Sunday, February 16, 2014

Obesity and Diabetes in Cameron County, Texas

AR, S. J., Pérez, A., Brown, H. S., & Reininger, B. M. Socioeconomic Status and Prevalence of Obesity and Diabetes in a Mexican American Community, Cameron County, Texas, 2004-2007.

Obesity and diabetes continue to be a growing health concern in society today. In 2006, it was estimated that greater then 20 million Americans had type two diabetes, and by 2050, this number is projected to reach 39 million (AR, Pérez, Brown, et. al 1). In this study, the authors examined the rate of obesity and diabetes in Mexican-Americans in Cameron County, Texas and its relation to socioeconomic status. As this area is located adjacent to the border with Mexico, there are ongoing demographic as well as socioeconomic changes.
The authors conducted a study to determine if minor economic advantages had any effect on health, specifically obesity and diabetes rates. In order to do so, the authors created a “cohort” of randomly selected individuals (AR, Pérez, Brown, et. al 2). All individuals were Mexican-American and 68% were female. Less than one-fourth of the participants had health insurance, “5% had Medicaid, and 5% had Medicaid combined with privately managed care” (AR, Pérez, Brown, et. al 3). The authors used census data to create four strata based on income. This data was then adjusted with sampling weights to balance the high proportion of female participants. Additionally, the participants were ranked by income and then sampled in the first and last quartiles to provide a wider difference in income then that seen in census data as well as  (AR, Pérez, Brown, et. al 3). The authors additionally used GIS to show the "spatial distribution of households" by income as well as the density of the sampling (AR, Pérez, Brown, et. al 3). The authors then geocoded the households with longitude and latitude coordinates and crossed checked these locations with GPS to ensure accuracy of the sampling area. The authors asked participants to fast ten hours prior to visiting where they then calculated body mass index (BMI), measured waist circumference, took blood pressure, and measured the blood glucose level. 
Distribution of study participants by quartile 
The study showed that more then one-half of participants had BMI that was considered to be in the obese range (BMI greater then 30 kg/m2). By strata, there was slight difference in obesity rates and income with lower four strata having an obesity rate of 57.5% and a rate of 55.5% in the higher strata (AR, Pérez, Brown, et. al 1). There was a significant difference in undiagnosed diabetes between strata. The authors concluded that individuals in a higher income strata were 7% less likely to have undiagnosed diabetes (AR, Pérez, Brown, et. al 1). Additionally, the study suggests that people between the ages of 55-64 in the lower socioeconomic strata are more likely to have diabetes as higher rates were seen among these individuals (AR, Pérez, Brown, et. al 1). 
Graph showing "percent of participants with diabetes by age and socioeconomic status" 
         This discrepancy suggests that economic advantages can have an impact on health in some communities. Holistically, this study demonstrates the need for further testing for diabetes as well as better access to more nutritional foods and health care in order to diagnose diabetes. The authors contend that the rate of undiagnosed diabetes was nearly twice as high in the study area then the national rate. Thus, there is need for diagnosis and testing. 

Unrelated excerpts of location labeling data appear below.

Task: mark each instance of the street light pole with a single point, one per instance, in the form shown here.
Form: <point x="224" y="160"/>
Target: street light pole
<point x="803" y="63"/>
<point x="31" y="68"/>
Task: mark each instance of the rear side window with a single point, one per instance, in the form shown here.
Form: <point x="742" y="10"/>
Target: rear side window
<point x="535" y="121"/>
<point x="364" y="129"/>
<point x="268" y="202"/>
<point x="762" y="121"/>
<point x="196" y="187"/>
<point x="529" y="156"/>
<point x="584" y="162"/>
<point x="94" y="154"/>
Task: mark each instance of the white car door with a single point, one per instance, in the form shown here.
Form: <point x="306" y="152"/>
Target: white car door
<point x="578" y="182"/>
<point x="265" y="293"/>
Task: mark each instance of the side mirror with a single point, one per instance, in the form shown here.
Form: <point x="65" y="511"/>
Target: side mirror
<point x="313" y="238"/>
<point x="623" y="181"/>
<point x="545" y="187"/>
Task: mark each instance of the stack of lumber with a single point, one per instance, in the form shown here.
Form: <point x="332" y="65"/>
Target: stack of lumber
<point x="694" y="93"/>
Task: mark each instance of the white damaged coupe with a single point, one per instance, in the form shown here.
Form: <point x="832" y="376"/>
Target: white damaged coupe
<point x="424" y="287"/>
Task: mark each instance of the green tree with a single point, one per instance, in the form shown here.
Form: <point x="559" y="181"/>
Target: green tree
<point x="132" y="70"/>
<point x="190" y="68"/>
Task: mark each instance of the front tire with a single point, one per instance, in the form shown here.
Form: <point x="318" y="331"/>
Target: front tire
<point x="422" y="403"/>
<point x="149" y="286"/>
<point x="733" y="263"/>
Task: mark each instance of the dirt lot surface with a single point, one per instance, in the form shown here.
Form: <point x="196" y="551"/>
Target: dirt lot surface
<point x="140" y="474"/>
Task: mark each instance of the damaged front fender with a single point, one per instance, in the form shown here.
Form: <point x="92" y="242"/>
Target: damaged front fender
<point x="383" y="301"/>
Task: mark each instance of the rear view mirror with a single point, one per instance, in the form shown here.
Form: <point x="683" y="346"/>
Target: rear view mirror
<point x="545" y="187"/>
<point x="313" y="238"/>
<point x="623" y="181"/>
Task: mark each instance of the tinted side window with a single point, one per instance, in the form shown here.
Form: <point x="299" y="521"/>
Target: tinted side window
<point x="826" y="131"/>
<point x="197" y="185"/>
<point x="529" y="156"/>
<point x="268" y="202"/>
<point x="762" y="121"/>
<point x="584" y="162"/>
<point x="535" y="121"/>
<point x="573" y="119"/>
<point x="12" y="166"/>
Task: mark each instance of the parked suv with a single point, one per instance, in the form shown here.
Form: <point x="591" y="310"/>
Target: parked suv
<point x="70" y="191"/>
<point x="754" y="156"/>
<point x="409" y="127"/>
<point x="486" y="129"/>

  1. I'm curious to know what variables were included in the "minor economic advantages" that the authors tested. It seems evident that the majority of Hispanic-Americans in Cameron County did not have health insurance, and that seems to me to be an economic disadvantage. A difference of only 7% between income rates for undiagnosed diabetes seems to suggest that other factors are at work other than income level.

  2. Would this study present different or similar results by testing other communities of different ethic backgrounds or racial backgrounds? I agree with Danny when wondering what the "minor economic advantages" were.

  3. This is a cool study because it's so prevalent today. There are so many documentaries and studies going on about obesity, diabetes and how they can relate to socioeconomic income. It seems that those with lower income have higher rates because healthy food can be expensive and it's sometimes cheaper to buy unhealthier processed or fast food.

  4. Yeah this issue is very current, and not only that but your article goes into more details about the economic issue relating to obesity. I know by walking through Whole Foods that there products aren't cheap by any means and although they are "healthier" for you which is another study on its own but the healthier people think a food is the higher the price will go up. This is caused by economic drive and if lower to middle class people can't afford these foods then McDonalds and fast food or lower quality food is the outlet.